- Occupation: Creative Business Advisor
- Television: Project Runway Season 8 (Winner)

= Gretchen Jones =

American fashion designer

Gretchen Jones is an American fashion designer, who won the eighth season of Project Runway.

==Project Runway==
During her run in Project Runway, Jones placed in the top two in the first three challenges, winning the first two. She was accused of manipulating and bullying her team during one of the challenges. Throughout the season, she admitted she got tired, and lost some of her inspiration. After struggling to regain her position at the top of the competition midway through the season, her collection at New York Fashion Week made her the winner of Season 8 in October 2010. The finale became memorable due to the longer-than-usual judging process and the heated debate between judges Michael Kors and Nina Garcia, who were clearly in favor of Gretchen's collection, and Heidi Klum and Jessica Simpson, who favored Mondo's collection over Gretchen's.
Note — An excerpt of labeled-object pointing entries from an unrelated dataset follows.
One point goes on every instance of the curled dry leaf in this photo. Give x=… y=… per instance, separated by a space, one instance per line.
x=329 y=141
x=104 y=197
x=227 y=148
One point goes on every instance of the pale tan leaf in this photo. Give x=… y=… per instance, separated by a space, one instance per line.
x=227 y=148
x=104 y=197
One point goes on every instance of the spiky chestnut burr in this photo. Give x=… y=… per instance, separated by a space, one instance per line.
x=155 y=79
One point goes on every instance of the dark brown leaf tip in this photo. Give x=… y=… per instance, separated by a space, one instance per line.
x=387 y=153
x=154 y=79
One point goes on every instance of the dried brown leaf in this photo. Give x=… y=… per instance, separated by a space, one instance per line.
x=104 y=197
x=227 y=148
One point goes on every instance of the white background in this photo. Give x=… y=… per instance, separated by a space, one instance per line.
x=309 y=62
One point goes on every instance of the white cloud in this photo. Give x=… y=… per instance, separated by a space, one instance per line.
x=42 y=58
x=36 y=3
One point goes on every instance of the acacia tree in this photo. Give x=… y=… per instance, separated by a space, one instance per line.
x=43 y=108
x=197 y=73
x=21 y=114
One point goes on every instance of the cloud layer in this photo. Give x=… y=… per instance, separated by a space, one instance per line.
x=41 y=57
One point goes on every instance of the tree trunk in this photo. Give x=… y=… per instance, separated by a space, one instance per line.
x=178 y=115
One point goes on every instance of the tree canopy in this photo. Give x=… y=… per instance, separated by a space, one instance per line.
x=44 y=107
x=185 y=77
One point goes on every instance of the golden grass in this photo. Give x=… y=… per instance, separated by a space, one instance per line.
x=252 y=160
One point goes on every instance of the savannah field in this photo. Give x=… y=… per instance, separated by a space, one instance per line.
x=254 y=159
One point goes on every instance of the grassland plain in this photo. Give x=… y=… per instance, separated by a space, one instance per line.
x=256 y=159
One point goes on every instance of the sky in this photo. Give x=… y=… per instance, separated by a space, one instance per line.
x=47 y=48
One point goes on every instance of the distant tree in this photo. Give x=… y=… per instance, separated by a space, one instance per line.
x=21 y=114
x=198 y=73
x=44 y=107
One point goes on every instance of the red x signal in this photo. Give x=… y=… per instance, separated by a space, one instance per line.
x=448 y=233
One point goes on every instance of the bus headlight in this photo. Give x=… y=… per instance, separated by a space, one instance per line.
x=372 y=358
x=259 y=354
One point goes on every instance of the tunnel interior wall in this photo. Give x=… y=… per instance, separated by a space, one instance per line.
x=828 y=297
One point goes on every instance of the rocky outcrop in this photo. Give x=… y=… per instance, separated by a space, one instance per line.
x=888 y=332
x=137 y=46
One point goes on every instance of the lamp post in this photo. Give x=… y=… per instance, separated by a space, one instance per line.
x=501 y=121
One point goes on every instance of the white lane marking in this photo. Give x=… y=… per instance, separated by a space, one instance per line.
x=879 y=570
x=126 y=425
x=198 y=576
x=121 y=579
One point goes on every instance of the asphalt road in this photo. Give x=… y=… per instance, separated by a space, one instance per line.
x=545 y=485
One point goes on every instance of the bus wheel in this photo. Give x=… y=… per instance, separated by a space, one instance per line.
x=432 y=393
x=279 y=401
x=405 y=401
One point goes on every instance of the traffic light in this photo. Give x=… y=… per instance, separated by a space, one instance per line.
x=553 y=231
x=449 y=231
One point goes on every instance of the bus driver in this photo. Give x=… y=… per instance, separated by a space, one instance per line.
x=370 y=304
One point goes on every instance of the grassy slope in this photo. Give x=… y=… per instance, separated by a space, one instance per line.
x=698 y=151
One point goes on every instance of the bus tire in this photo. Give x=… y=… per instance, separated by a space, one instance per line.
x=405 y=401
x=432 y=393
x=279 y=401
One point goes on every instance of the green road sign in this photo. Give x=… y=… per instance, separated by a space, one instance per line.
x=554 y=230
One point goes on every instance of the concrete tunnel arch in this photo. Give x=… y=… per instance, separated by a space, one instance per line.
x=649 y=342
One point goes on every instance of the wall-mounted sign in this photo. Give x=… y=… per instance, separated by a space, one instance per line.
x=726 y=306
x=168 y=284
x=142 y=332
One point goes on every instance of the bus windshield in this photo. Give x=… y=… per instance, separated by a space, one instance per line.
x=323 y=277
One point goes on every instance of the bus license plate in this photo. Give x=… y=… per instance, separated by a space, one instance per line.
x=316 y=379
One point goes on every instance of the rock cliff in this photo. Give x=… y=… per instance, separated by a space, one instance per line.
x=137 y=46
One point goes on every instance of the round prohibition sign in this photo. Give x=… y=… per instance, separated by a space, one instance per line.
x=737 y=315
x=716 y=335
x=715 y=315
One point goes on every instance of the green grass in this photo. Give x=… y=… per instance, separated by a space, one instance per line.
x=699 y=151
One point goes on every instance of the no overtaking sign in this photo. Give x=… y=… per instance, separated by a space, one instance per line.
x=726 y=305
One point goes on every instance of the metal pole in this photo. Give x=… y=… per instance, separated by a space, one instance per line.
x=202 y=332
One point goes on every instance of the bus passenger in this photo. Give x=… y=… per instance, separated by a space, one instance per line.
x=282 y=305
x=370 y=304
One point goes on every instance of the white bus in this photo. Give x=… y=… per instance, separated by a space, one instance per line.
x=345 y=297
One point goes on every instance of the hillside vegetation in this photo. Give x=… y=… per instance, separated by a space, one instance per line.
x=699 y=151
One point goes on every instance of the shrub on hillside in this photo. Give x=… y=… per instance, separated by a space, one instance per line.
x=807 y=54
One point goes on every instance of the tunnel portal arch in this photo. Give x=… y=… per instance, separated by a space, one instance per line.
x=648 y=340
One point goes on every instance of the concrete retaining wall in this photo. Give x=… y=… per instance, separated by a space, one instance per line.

Jones is regarded as the most controversial winner of the series since Project Runway's inception. Tim Gunn, among others, has been a vocal critic of the decision made by the judges.

== After Project Runway ==
After her Project Runway win, Jones moved to New York City to create a ready-to-wear line. In 2013, Jones joined Portland-based Pendleton Woolen Mills as its fashion director of womenswear.

In 2018, she graduated from the University of London College of Fashion with an MBA in fashion.